ゴメン、最初で最後のわがままだけど、聞いてくれるとうれしいな」
う~ん、重い。
めっさ重いッス。
そりゃ重いって言われるだろ。
自分で思い返しても重いぞ。
その結果があのメール。
自分で傷を作って思いっきり広げたね。
グワッ!と。
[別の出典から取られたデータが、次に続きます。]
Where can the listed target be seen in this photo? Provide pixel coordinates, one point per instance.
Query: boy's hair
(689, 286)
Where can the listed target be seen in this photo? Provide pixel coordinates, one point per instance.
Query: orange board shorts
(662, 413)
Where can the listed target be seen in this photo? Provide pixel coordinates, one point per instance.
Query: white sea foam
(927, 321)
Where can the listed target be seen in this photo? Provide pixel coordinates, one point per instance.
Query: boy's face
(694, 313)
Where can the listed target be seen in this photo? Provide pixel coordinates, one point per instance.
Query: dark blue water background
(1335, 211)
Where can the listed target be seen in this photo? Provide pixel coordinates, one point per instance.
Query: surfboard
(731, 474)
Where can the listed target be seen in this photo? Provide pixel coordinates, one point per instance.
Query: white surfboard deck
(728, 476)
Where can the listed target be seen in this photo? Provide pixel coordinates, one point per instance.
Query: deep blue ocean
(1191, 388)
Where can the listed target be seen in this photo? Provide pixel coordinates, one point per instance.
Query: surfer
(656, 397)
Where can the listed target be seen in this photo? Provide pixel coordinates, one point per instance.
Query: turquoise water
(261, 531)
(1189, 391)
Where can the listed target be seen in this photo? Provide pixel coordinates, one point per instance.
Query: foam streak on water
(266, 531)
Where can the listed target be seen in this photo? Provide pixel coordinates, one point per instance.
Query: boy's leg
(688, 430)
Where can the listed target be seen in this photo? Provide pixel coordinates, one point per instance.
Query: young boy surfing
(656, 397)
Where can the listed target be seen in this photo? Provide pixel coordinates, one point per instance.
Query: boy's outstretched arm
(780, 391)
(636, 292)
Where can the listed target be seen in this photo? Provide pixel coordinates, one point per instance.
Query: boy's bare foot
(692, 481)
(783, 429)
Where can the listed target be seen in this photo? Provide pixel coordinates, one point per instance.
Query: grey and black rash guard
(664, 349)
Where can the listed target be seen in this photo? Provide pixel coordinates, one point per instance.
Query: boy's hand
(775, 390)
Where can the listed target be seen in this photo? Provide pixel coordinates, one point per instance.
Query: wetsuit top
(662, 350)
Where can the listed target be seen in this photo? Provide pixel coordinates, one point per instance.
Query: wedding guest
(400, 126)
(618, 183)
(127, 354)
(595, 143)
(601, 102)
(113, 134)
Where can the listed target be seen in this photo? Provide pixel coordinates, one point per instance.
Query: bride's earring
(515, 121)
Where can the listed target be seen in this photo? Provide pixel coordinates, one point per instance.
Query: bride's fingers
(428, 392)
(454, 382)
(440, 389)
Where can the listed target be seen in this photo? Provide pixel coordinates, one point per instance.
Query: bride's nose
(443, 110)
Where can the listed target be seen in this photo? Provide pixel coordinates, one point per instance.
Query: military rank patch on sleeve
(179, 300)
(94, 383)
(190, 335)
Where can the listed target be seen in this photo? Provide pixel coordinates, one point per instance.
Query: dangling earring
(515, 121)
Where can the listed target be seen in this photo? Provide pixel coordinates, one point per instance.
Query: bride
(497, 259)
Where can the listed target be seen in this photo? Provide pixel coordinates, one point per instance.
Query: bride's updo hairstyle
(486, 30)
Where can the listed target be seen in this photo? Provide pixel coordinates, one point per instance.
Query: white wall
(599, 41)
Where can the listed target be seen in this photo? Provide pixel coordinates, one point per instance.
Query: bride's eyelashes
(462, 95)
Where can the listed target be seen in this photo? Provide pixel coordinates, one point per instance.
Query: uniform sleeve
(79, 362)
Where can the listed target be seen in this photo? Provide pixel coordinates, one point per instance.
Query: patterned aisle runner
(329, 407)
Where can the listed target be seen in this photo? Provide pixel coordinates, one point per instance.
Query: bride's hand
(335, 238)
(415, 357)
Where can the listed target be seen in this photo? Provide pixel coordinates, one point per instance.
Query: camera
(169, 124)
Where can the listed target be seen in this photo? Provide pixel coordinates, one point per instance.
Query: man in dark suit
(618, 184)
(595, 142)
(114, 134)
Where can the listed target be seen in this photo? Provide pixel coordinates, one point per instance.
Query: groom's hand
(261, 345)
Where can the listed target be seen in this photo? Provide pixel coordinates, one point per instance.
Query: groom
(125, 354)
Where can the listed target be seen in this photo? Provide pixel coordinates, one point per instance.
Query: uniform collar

・・・出血多量。
よくショック死しなかったものだ。
けど、おれにも言い分はある。
遊びじゃなかった。
ただの遊びならこんなことはしない。
おれはガイが送ってくれたメールを、ひとつひとつ読み直した。
その中に、こんなのがあった。
『ヒロさん、会ってくれてありがとう。
楽しかった。
こんなおれでよかったら、今後とも付き合ってもらえますか?』
ほら、付き合ってた。
まぁ、「付き合う」の意味にも幅はあるかもしれないけど、おれはこれを男女間で言う「交際」だと思った。
楽しかった。
実際に会えたのは6回だけだったけど、おれは幸せだった。
でも、それは永遠には続かない。
それは分かってた。
──なぜ?
初めて会ったとき、思った。
いや、正確には再会。
彼はガイと名乗っていた。
彼は気づいていなかった。
おれが彼を知ってることを。
彼の中で、過去のおれは消えていた。
それでもよかった。
そして、この再会はいつか終わりを告げる。
直感。
そう言っていいかな。
おれは<その日>が来ないように願った。
会うたびに、別れの日が近づいていくようで怖かった。
最初に思ってしまった未来は現実となった。
おれはあのメールを見たあと、すぐに返信。
『重いか。
そんなつもりはなかったんだけど。
そういうことなら早く言ってくれればよかったのに。
今までありがと。お元気で』
こりゃまた重いぜ。
「そういうことなら・・・」は余計だったかな。
まぁいいや。
で、なんでガイは怒ってるんだろ。
敵を見るような目をしてた。
やっぱおれが悪いんかなァ。
そう思うと謝るのはこっちのような気がしてきた。
気がすると止まらない。
おれは久々にガイにメールを送った。
「しつこいと思うかもしれないけど、読んでくれたらうれしいな。
この前はゴメン。
イヤな思いをさせて。
ガイが人とのつながりを大事にする人だってこと、すっかり忘れてた。
それなのに、あそこまで言わせた。
被害者ヅラして、ガイを責めた。
ガイ、この前、すれ違ったね。
怒ってた。
おれはそんなガイを見たことがなかった。
そんなにおれ、ガイに嫌われるようなこと、したんだね。
でも、今はそれがなんなのか、分からないんだ。
今はメールでしか言えないけど、いつか、また会うときが来たら、きちんと謝らせてよ。
こんなメール、読んでくれてありがと。
ウザかったでしょ。申し訳ない。